Si, tal como parece, la carta del Preste Juan salió de la corte de ese emperador, responsable de un cisma que rompió la Iglesia en dos, no cabe duda de que el papa Alejandro III, cuando tuvo a bien responder a la misiva varios años después, en 1177, tras humillar a su rival en la batalla de Legnano, pensara en él antes que en el quimérico soberano de las tres Indias. No obstante, guardó las apariencias por seguir con el juego: “Ilustre y magnífico rey de las Indias”, le escribió, antes de subrayar su exclusiva responsabilidad sobre la Iglesia universal frente a cualquier desviación.
En manos de reyes y papas, el fantasma del Preste Juan “sirvió” a distintos amos a lo largo del Medievo. Ante una batalla o asedio trascendental, como el que tuvo lugar en Damieta en el año 1218, la Iglesia invocaba a ese enigmático rey cristiano procedente de Oriente para elevar la moral de los cruzados. En ocasiones, los textos se referían a un descendiente suyo llamado David, un cristiano nestoriano “ejecutor de la venganza divina, el martillo de Asia”, tan valiente y entregado a la causa como su predecesor.
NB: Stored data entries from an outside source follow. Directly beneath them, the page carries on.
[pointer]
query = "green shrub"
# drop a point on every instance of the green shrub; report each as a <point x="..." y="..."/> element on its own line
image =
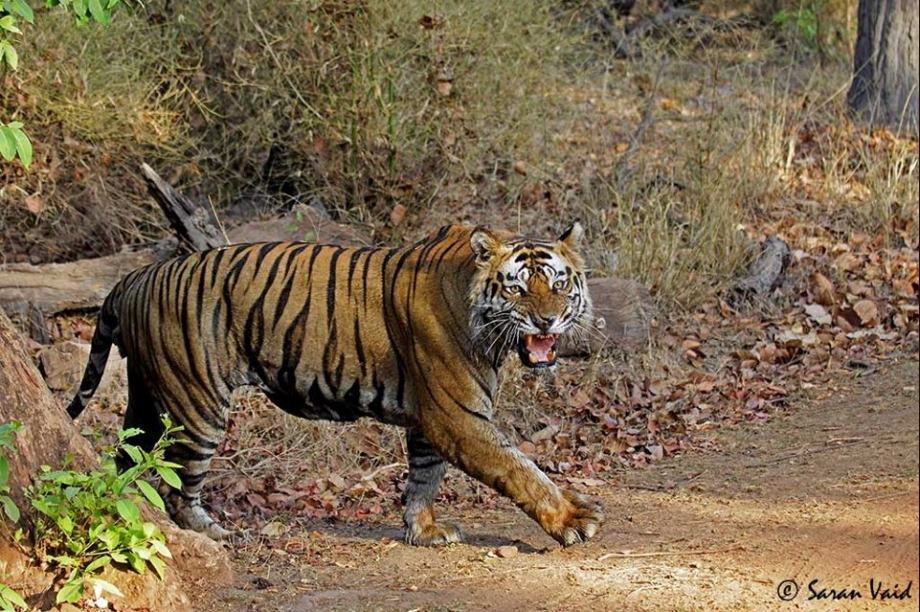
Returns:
<point x="87" y="521"/>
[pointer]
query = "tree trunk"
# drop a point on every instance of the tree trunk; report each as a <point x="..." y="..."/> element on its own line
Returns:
<point x="886" y="64"/>
<point x="47" y="436"/>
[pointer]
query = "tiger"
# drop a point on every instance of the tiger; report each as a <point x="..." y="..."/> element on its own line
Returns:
<point x="412" y="336"/>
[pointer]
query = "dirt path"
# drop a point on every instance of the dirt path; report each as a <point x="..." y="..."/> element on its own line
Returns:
<point x="826" y="496"/>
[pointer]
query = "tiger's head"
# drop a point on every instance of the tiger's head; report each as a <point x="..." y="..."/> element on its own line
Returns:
<point x="526" y="293"/>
La era de los descubrimientos renovó el interés por la búsqueda de su reino, pero todas las pesquisas fueron en vano, y las credenciales de los exploradores dirigidas a su persona amarillearon en sus bolsillos. A la postre, solo la imaginación le dio alcance, como en el poema de Jorge Luis Borges El Oriente: “Sé de ríos de arena y peces de oro / que rige el Preste Juan en las regiones / ulteriores al Ganges y a la Aurora”.